En revenant sur la tuerie de la place Saint-Lambert, épisode tragique qui a marqué la cité Ardente et dont les victimes attendent toujours les explications de la justice, le duo Sylvie Chevalier et Arnaud Dufeys tente, si pas d’expliquer, au moins de comprendre comment un tel drame a pu survenir. Et au-delà des manquements de la justice et des conflits qui opposent encore aujourd’hui l’État et ses citoyens, ce documentaire souligne à coups d’images et d’archives les dérives de notre société qui ont pu conduire à un tel gâchis.
La mécanique du crime : la tuerie de la place Saint-Lambert de Sylvie Chevalier et Arnaud Dufeys, 2023
Tout commence par une matinée tranquille, le 13 décembre 2011. Alors que viennent à peine de sonner les douze coups de midi sur une place Saint-Lambert où le Marché de Noël traditionnel s’étale, des explosions retentissent. Un homme, lourdement armé, jette plusieurs grenades en direction des arrêts de bus, vide ensuite un chargeur automatique sur la foule, avant de se donner la mort. Cinq vies volées, plus de 120 blessés, et douze ans après les faits, de nombreuses zones d’ombres demeurent.

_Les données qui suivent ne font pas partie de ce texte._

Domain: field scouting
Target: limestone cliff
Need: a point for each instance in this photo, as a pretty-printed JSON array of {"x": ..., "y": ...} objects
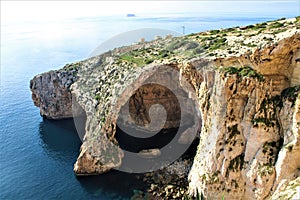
[{"x": 245, "y": 84}]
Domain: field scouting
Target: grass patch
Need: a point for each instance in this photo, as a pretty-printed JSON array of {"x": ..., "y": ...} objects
[{"x": 276, "y": 25}]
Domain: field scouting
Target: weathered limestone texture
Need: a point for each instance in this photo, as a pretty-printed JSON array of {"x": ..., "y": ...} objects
[{"x": 245, "y": 84}]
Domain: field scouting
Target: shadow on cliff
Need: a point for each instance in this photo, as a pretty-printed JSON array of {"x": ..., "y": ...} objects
[
  {"x": 61, "y": 142},
  {"x": 113, "y": 185}
]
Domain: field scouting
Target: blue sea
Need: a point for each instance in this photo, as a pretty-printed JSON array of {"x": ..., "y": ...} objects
[{"x": 37, "y": 155}]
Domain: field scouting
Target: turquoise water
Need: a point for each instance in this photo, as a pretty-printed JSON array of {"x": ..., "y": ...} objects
[{"x": 37, "y": 155}]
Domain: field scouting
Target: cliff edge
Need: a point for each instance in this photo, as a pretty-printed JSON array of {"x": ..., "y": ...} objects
[{"x": 245, "y": 91}]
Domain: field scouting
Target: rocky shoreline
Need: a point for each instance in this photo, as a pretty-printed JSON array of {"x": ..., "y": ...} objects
[{"x": 245, "y": 83}]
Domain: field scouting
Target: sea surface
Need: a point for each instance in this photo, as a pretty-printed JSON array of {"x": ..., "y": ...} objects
[{"x": 37, "y": 155}]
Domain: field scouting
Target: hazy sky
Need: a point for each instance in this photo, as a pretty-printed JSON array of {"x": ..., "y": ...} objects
[{"x": 55, "y": 10}]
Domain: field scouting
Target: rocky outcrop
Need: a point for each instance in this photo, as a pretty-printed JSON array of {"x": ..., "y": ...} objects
[
  {"x": 246, "y": 104},
  {"x": 51, "y": 92},
  {"x": 249, "y": 127}
]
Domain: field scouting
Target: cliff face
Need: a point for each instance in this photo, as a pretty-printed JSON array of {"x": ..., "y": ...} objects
[
  {"x": 247, "y": 106},
  {"x": 51, "y": 92}
]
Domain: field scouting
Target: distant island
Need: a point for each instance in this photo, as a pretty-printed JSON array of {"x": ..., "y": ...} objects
[
  {"x": 130, "y": 15},
  {"x": 246, "y": 84}
]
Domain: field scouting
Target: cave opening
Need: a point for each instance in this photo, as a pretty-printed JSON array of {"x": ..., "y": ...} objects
[{"x": 175, "y": 126}]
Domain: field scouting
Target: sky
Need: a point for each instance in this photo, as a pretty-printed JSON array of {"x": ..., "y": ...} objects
[{"x": 14, "y": 11}]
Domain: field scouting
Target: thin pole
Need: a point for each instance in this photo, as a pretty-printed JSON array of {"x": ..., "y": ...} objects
[{"x": 183, "y": 30}]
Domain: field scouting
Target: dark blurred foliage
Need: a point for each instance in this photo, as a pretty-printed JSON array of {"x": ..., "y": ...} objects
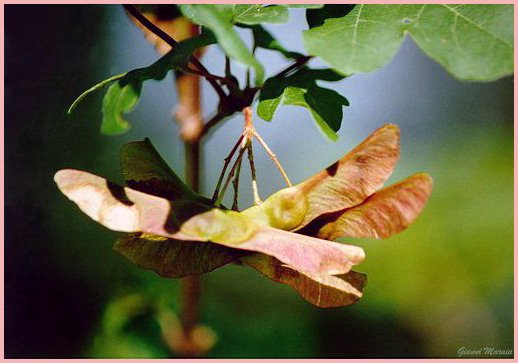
[{"x": 445, "y": 283}]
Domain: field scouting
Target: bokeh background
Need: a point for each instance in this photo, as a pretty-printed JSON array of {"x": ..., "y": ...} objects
[{"x": 443, "y": 284}]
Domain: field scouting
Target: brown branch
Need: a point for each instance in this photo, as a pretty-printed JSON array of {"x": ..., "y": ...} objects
[{"x": 173, "y": 43}]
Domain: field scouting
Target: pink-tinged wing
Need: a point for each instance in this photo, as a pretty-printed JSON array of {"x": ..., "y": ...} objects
[
  {"x": 127, "y": 210},
  {"x": 173, "y": 258},
  {"x": 322, "y": 290},
  {"x": 385, "y": 213},
  {"x": 356, "y": 176}
]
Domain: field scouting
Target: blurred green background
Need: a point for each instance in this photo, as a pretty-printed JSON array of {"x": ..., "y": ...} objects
[{"x": 443, "y": 284}]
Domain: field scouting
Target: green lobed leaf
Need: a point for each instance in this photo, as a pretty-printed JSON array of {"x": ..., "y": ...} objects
[
  {"x": 263, "y": 39},
  {"x": 144, "y": 170},
  {"x": 127, "y": 210},
  {"x": 123, "y": 95},
  {"x": 472, "y": 42},
  {"x": 219, "y": 19},
  {"x": 306, "y": 6},
  {"x": 316, "y": 17},
  {"x": 258, "y": 14},
  {"x": 322, "y": 290},
  {"x": 301, "y": 89},
  {"x": 172, "y": 258}
]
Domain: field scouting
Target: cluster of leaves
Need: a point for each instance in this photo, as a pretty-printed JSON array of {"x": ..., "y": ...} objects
[
  {"x": 472, "y": 42},
  {"x": 175, "y": 232}
]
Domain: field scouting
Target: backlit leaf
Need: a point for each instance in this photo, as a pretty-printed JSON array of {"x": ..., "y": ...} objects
[
  {"x": 172, "y": 258},
  {"x": 219, "y": 19},
  {"x": 322, "y": 290},
  {"x": 127, "y": 210},
  {"x": 144, "y": 170},
  {"x": 385, "y": 213},
  {"x": 263, "y": 39},
  {"x": 473, "y": 42},
  {"x": 305, "y": 6},
  {"x": 257, "y": 14},
  {"x": 301, "y": 89}
]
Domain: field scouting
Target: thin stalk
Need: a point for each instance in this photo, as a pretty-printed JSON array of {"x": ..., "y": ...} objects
[
  {"x": 235, "y": 184},
  {"x": 257, "y": 198},
  {"x": 224, "y": 170},
  {"x": 229, "y": 177},
  {"x": 273, "y": 157}
]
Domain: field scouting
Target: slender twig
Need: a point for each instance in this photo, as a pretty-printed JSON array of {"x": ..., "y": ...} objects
[
  {"x": 149, "y": 25},
  {"x": 200, "y": 73},
  {"x": 225, "y": 166},
  {"x": 235, "y": 184},
  {"x": 229, "y": 177},
  {"x": 273, "y": 157},
  {"x": 212, "y": 122},
  {"x": 228, "y": 73},
  {"x": 298, "y": 63},
  {"x": 173, "y": 43},
  {"x": 257, "y": 198}
]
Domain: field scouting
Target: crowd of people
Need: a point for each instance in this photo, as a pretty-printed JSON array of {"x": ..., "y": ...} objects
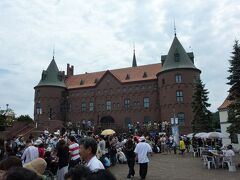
[
  {"x": 67, "y": 155},
  {"x": 63, "y": 154}
]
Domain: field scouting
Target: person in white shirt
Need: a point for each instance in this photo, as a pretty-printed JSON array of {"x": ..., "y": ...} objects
[
  {"x": 30, "y": 153},
  {"x": 88, "y": 149},
  {"x": 74, "y": 152},
  {"x": 142, "y": 150},
  {"x": 229, "y": 152}
]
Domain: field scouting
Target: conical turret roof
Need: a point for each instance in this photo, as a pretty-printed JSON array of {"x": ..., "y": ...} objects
[
  {"x": 52, "y": 76},
  {"x": 177, "y": 57}
]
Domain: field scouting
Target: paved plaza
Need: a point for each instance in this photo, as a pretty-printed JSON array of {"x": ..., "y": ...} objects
[{"x": 176, "y": 167}]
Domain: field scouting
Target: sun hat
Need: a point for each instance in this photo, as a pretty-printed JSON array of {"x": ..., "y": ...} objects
[
  {"x": 38, "y": 142},
  {"x": 37, "y": 165},
  {"x": 142, "y": 138}
]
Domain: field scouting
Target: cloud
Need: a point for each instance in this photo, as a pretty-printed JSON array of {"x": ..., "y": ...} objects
[{"x": 98, "y": 35}]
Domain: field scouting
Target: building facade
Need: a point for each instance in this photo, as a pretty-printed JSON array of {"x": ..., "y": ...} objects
[{"x": 145, "y": 94}]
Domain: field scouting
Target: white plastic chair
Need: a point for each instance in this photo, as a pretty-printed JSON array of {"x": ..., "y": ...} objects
[
  {"x": 230, "y": 163},
  {"x": 208, "y": 161}
]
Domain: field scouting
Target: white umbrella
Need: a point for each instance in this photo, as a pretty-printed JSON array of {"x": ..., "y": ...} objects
[
  {"x": 190, "y": 135},
  {"x": 201, "y": 135},
  {"x": 212, "y": 135}
]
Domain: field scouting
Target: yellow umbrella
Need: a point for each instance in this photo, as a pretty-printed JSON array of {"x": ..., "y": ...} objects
[{"x": 108, "y": 132}]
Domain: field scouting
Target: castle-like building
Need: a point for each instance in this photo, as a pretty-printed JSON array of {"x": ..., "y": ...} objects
[{"x": 148, "y": 93}]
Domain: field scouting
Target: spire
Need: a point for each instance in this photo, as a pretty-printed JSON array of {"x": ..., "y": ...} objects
[
  {"x": 52, "y": 76},
  {"x": 134, "y": 63},
  {"x": 175, "y": 31},
  {"x": 177, "y": 57},
  {"x": 53, "y": 51}
]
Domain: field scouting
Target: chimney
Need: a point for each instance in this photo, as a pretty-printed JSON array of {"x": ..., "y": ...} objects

Sans verser dans le sensationnalisme, le réalisateur Arnaud Dufeys et la journaliste et réalisatrice Sylvie Chevalier tentent de lever le voile sur l’affaire Nordine Amrani, homme connu de la justice, en liberté conditionnelle, qui a néanmoins réussi à perpétrer son acte aussi vengeur que désespéré. Un acte impossible à se représenter aujourd’hui, dont les images n’existent que par les caméras de surveillance de la place. Des machines qui n’ont elles-mêmes pas réussi à saisir le meurtrier, uniquement les funestes conséquences de son choix.

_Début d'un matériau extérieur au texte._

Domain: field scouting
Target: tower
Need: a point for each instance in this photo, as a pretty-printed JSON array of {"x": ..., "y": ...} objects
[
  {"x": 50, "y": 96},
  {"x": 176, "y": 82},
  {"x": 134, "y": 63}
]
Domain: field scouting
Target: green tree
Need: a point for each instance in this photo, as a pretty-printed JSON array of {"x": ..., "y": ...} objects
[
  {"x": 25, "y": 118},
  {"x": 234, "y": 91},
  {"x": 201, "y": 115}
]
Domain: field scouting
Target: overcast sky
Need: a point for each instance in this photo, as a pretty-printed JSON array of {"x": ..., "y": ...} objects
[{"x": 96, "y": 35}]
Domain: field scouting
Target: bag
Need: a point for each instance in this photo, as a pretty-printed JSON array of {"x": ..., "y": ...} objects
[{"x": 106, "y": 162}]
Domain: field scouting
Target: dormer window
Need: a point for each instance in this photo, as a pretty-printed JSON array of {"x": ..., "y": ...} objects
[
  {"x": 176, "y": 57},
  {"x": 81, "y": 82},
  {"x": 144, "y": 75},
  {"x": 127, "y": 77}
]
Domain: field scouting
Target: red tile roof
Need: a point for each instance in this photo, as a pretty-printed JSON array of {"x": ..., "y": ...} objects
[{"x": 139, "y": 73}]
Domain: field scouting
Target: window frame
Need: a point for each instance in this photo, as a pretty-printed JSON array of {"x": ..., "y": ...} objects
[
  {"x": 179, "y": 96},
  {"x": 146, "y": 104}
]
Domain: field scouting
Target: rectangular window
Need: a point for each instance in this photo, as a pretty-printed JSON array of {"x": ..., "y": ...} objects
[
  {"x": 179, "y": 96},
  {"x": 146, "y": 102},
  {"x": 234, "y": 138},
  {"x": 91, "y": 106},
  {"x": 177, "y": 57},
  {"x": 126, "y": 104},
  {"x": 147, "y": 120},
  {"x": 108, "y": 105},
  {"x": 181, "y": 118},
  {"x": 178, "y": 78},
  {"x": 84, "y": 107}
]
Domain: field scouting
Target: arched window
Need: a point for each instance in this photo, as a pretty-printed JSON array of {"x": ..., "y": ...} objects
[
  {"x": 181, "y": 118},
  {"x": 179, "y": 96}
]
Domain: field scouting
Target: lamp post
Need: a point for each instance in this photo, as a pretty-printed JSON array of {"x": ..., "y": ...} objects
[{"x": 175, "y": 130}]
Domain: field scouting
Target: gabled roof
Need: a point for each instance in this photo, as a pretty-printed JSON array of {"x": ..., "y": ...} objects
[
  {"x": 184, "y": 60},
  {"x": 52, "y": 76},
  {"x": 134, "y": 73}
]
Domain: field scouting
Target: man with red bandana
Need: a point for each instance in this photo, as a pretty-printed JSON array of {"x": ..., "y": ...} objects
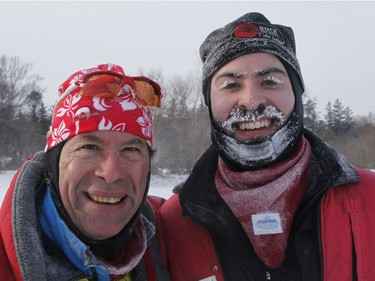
[
  {"x": 268, "y": 200},
  {"x": 80, "y": 210}
]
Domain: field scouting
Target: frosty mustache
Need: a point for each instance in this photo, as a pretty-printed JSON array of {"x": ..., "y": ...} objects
[{"x": 237, "y": 115}]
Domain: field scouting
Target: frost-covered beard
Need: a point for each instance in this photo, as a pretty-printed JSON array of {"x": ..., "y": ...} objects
[
  {"x": 242, "y": 115},
  {"x": 257, "y": 152}
]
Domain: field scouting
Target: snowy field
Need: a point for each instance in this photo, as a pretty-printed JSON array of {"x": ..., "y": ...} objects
[{"x": 160, "y": 185}]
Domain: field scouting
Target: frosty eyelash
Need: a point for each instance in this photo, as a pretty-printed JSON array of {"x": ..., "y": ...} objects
[
  {"x": 274, "y": 79},
  {"x": 226, "y": 84}
]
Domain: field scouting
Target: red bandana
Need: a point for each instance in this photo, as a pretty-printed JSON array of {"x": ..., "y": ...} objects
[
  {"x": 76, "y": 114},
  {"x": 271, "y": 192}
]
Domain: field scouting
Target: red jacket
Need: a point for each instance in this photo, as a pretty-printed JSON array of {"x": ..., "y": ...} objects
[{"x": 346, "y": 223}]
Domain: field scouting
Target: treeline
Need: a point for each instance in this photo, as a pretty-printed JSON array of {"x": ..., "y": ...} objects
[{"x": 182, "y": 128}]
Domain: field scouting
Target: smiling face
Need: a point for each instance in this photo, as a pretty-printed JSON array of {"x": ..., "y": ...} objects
[
  {"x": 102, "y": 180},
  {"x": 252, "y": 97}
]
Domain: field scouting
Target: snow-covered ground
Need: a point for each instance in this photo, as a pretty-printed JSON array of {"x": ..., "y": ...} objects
[{"x": 160, "y": 185}]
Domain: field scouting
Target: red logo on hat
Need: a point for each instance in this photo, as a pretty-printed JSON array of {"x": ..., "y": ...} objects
[{"x": 246, "y": 30}]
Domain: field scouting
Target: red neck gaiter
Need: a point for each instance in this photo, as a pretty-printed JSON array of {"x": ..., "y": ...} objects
[{"x": 265, "y": 201}]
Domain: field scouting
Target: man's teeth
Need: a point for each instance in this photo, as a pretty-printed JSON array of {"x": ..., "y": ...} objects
[
  {"x": 101, "y": 199},
  {"x": 254, "y": 125}
]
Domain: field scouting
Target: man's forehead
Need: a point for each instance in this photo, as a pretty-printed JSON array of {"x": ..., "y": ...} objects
[{"x": 106, "y": 136}]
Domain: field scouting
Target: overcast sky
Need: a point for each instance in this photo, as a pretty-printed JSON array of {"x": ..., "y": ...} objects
[{"x": 335, "y": 40}]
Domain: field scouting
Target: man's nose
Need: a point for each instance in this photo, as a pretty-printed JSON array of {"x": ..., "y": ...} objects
[
  {"x": 110, "y": 168},
  {"x": 250, "y": 98}
]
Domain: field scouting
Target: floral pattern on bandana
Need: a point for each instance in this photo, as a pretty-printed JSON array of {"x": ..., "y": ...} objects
[{"x": 76, "y": 114}]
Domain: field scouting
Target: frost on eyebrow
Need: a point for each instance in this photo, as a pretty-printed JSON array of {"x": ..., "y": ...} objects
[
  {"x": 225, "y": 84},
  {"x": 239, "y": 115},
  {"x": 240, "y": 74}
]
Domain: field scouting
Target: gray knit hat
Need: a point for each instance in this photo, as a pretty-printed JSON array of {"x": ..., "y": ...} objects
[{"x": 251, "y": 33}]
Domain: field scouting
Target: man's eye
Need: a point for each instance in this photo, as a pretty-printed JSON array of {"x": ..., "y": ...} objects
[
  {"x": 90, "y": 146},
  {"x": 131, "y": 149},
  {"x": 229, "y": 84},
  {"x": 272, "y": 81}
]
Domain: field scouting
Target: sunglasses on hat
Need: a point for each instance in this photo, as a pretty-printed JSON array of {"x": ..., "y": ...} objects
[{"x": 110, "y": 84}]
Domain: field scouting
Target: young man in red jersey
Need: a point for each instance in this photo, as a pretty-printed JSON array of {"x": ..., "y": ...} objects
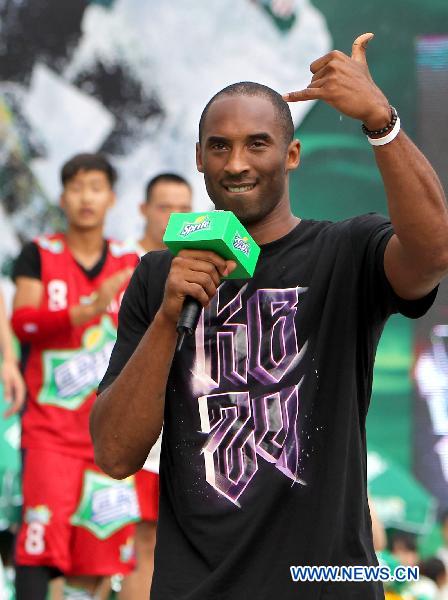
[{"x": 76, "y": 520}]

Violent, le documentaire l’est pourtant de bout en bout. À la fois au travers des témoignages que les cinéastes recueillent auprès des proches des victimes, dont la détresse est palpable, mais aussi au travers de la réaction de la société à ce gâchis. Car si la culpabilité du meurtrier ne fait aucun doute, celle de l’Etat est également mise en cause, à la fois dans les faillites de son système judiciaire que dans son fonctionnement même. Un homme “à l’enfance fracassée”, selon les amis interrogés ici dans l’anonymat, le tueur a vraisemblablement été victime de sa propre folie distillée par l’isolement et la faillite du système carcéral, gangréné par les filières du grand banditisme. Une spirale infernale de violence tantôt crue, tantôt pernicieuse, conduisant à cette conclusion terrible.

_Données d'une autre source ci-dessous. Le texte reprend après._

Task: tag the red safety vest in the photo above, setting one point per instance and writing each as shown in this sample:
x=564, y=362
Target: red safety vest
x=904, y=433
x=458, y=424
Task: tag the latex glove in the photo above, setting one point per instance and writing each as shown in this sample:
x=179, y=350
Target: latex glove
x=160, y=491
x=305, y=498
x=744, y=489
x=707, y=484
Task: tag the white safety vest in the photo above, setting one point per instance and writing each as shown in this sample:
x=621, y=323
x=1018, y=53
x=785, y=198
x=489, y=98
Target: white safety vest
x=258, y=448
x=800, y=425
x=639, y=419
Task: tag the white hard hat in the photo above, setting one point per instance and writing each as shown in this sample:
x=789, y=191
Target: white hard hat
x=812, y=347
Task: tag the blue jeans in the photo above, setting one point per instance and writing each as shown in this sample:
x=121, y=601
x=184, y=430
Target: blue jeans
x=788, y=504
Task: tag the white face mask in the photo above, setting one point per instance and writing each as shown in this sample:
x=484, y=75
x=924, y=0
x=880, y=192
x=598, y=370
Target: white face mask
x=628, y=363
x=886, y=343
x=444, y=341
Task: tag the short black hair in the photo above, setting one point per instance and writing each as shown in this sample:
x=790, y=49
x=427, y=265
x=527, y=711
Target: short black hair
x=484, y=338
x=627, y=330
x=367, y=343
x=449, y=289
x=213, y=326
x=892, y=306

Au travers des archives qu’ils compilent, le duo Sylvie Chevalier et Arnaud Dufeys propose, et nous disposons. Avec une volonté évidente d’objectivité, les cinéastes dressent une fresque plutôt qu’un portrait à charge, laissant au spectateur la possibilité de comprendre sans excuser, de questionner sans défendre. Un travail d’équilibriste mené avec rigueur, dont il résulte un film marquant, et l’envie d’en découvrir plus.
Présenté en avant-première aux rencontres PolitiK à Liège, le film sera diffusé en décembre sur la RTBF.